Downtime in a pandemic
The singer, who was born and raised in Mission, B.C., was caught in her Los Angeles dwelling and like many others, she picked up some self-professed “bizarre hobbies.” like making ugly scarves. But she additionally discovered herself on courting apps – one thing she swore she would by no means do.
“I talked to different mates who had been on these apps; like everybody had a horror story. Some individuals had success, however there was a music thought in there for certain,” she defined.
She wrote the music Beach House primarily based on her expertise on mentioned apps.
WATCH | Beach House
“They can be fantastic and generally the simplest manner to meet individuals that may not be in your neighborhood. But I believe that people who find themselves on the market to play a sport with you and play along with your emotions — these individuals want to be known as out. This is what that music is for.”
Playing round with genres
On her new album, Jepsen famous that she had no real interest in staying in a slim path of pop.
“What excites me about pop is its infinite potentialities. You can mess around within the genres,” she mentioned. “I wished this album to really feel like it had selection to it as a result of I’ve selection in myself. Especially with the years of time on my aspect, I’m like, ‘let’s simply play now. Let’s simply play,’ and I would like each album to really feel extra free to do this.”
And time has been on her aspect, 11 years in the past, the singer launched her hit monitor Call Me Maybe. The music ranked 47 on Billboard’s Greatest Songs of All-Time List, and was a enjoyable, inescapable earworm for months.
WATCH | Call Me Maybe
It was the primary No. 1 on the Mainstream Top 40 chart in 2012, making Jepsen the primary Canadian girl to high the chart since Avril Lavigne in 2007.
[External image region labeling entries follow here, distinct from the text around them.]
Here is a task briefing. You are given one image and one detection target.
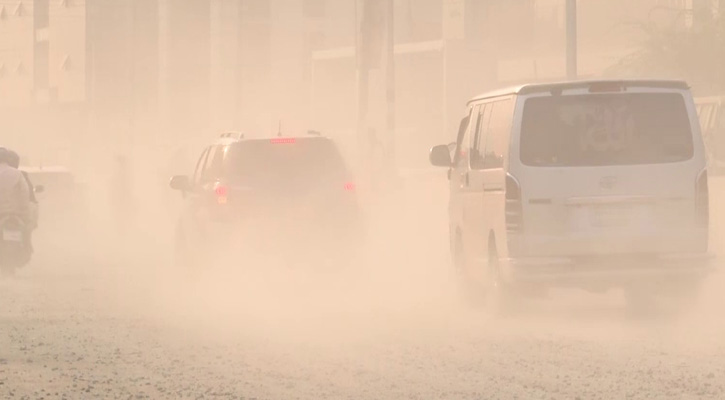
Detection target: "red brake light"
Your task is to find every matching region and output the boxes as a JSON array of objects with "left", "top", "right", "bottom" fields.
[
  {"left": 589, "top": 82, "right": 624, "bottom": 93},
  {"left": 272, "top": 138, "right": 297, "bottom": 144},
  {"left": 214, "top": 185, "right": 228, "bottom": 204}
]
After the success of Call Me Maybe in 2012, Jepsen says she was given 4 months to give you a followup album. While she was excited and grateful to do it, Jepsen has since realized it will not be her ideally suited course of for making a report.
“I’m so happy with that album,” she mentioned of her second album, Kiss. “But it’s not how I like to make an album. I discover in a number of totally different instructions, come again, and really feel strong with it.”
Jepsen described her work ethic on the time as hustling. She did not flip down any alternatives, and did not say “no” to something. “I felt like I used to be struck by lightning,” she mentioned of Call Me Maybe‘s success.
“That expertise versus the luxurious that I’ve now, getting to take my time with an album, getting to actually benefit from the course of and placing time into why every music is there. And to additionally take focus away from a music and the sweetness and paintings of an album.”
As she prepares for the discharge of The Loneliest Time, Jepsen recounted the epiphany she had over quarantine.
“As I transfer ahead in my profession, because the tempo picks up once more, one of many classes that I’ve realized is it’s good to know when to change off the button to do the present, even when you understand you are feeling a little bit off, to make time day-after-day to change again into your self once more.”